Our cPSN holds great clinical value in the context of cancer care management. This big data analytics approach can elucidate subtle clinical conundrums, including the disparities in prognosis between distal and proximal gastric cancer patients and the prognostic differences associated with ERBB2 expression in gastric cancer, as exemplified by our research findings. To evaluate target a patient, the group of patients most similar to the target index patient is identified in the cPSN using the K-nearest neighbor algorithm based on distance calculation, and the range and fineness of similar patients are selected by adjusting the K value. Then, therapeutic insights can be acquired from similar patients to help prognostic evaluation. Thus, population-based clinical information obtained by searching similar patient cases can be used to propose treatment and management strategies, which would promote the development of big-data-based precision medicine.

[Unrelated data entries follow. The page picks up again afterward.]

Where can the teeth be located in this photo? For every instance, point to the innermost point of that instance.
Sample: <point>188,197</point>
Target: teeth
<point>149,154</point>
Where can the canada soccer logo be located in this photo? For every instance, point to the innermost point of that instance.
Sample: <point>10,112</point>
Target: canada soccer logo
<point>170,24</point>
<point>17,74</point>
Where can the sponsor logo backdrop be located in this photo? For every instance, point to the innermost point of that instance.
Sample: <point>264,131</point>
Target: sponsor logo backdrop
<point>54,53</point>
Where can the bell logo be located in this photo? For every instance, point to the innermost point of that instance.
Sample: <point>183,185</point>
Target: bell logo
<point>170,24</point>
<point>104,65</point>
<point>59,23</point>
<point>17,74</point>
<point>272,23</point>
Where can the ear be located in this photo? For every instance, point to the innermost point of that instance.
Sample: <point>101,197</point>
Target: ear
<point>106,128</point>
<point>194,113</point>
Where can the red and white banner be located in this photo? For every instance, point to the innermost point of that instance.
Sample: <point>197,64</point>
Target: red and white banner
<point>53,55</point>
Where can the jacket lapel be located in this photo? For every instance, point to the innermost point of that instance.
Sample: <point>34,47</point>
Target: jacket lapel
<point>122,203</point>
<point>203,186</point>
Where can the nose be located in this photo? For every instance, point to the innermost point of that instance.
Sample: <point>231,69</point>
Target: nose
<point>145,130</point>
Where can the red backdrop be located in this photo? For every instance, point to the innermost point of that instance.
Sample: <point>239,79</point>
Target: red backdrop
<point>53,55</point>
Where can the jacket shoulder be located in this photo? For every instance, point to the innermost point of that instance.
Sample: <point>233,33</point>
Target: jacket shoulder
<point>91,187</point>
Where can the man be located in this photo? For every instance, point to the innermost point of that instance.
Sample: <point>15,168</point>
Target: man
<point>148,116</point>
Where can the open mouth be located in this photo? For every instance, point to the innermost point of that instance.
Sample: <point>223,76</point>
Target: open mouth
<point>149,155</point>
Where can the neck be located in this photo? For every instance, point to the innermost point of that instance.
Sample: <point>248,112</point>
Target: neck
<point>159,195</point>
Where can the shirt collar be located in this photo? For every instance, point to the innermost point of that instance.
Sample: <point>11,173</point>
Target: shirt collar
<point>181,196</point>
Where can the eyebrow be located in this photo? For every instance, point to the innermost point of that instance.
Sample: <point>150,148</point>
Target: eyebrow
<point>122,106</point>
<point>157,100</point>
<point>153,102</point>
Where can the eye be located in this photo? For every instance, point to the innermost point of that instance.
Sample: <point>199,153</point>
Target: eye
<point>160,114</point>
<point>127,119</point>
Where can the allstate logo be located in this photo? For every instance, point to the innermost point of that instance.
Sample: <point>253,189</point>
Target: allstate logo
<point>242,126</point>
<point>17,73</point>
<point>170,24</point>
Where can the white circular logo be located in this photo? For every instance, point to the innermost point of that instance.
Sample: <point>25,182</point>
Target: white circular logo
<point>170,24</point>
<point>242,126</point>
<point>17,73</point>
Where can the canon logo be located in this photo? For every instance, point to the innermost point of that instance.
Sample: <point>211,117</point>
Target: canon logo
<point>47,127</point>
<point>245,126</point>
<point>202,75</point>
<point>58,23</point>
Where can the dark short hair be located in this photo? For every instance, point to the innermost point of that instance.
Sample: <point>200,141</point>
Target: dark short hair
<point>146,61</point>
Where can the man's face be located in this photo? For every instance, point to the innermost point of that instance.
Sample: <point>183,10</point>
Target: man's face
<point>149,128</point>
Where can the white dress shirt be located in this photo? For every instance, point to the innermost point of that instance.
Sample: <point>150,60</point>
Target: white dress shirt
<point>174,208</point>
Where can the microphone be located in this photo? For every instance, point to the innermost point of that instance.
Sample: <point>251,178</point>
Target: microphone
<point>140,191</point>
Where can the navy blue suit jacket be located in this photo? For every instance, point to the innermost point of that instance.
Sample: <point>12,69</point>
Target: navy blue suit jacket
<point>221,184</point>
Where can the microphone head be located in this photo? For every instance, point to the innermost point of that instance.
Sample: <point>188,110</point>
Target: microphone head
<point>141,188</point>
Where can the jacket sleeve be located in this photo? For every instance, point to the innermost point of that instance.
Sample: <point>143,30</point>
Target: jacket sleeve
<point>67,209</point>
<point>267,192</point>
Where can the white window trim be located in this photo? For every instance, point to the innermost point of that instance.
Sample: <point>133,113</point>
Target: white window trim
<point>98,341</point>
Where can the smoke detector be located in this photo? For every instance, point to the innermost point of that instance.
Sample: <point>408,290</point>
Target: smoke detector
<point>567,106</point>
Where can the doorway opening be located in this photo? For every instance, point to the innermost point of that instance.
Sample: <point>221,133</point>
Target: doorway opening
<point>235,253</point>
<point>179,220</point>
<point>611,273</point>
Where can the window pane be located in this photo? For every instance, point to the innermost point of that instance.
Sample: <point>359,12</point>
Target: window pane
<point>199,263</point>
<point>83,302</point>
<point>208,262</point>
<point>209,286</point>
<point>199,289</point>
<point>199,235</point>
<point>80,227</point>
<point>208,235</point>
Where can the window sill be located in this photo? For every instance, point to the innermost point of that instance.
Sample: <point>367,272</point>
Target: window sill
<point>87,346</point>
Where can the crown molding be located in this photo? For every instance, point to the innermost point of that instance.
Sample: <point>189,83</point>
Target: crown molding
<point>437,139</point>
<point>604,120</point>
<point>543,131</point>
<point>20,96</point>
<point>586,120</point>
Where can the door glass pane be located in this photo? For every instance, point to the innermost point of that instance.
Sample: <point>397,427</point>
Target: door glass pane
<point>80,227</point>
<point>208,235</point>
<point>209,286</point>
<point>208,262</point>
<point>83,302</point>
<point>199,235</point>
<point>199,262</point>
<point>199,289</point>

Altogether, we developed an easy-to-perform, clinically interpretable, generalizable, and universal method to conduct cancer patient similarity analysis. Our cPSN could create paths from clinical data to insight, and from information to decision. With an emphasis on clinical utility and usability, clinical investigators can use the cPSN to find insights and conduct clinical research. Clinicians can use the cPSN to inform patient stratification, recommend treatments, deliver personalized patient care, and improve population health management.
This study has several limitations. Firstly, although one-hot encoding is a robust method that can dispose of missing values, too many null values in the dataset affect the accuracy of the results. It is better to apply as complete records as possible in future studies. Secondly, the data we used were baseline data that depicted the patients’ features before surgery, without considering treatment information. That may make sense because a causal connection exists between baseline data and treatment programs. However, if treatment data are available, we may be able to discover whether patient outcomes are more influenced by baseline characteristics or treatment regimen/treatment sequence through patient similarity analysis. Thirdly, our model ignored the correlations among the parameters of selected features, leading to potential redundancy. We recognize that parameter redundancy and non-weight matrices are limitations of the cPSN. These require solutions, especially under the framework of unsupervised learning.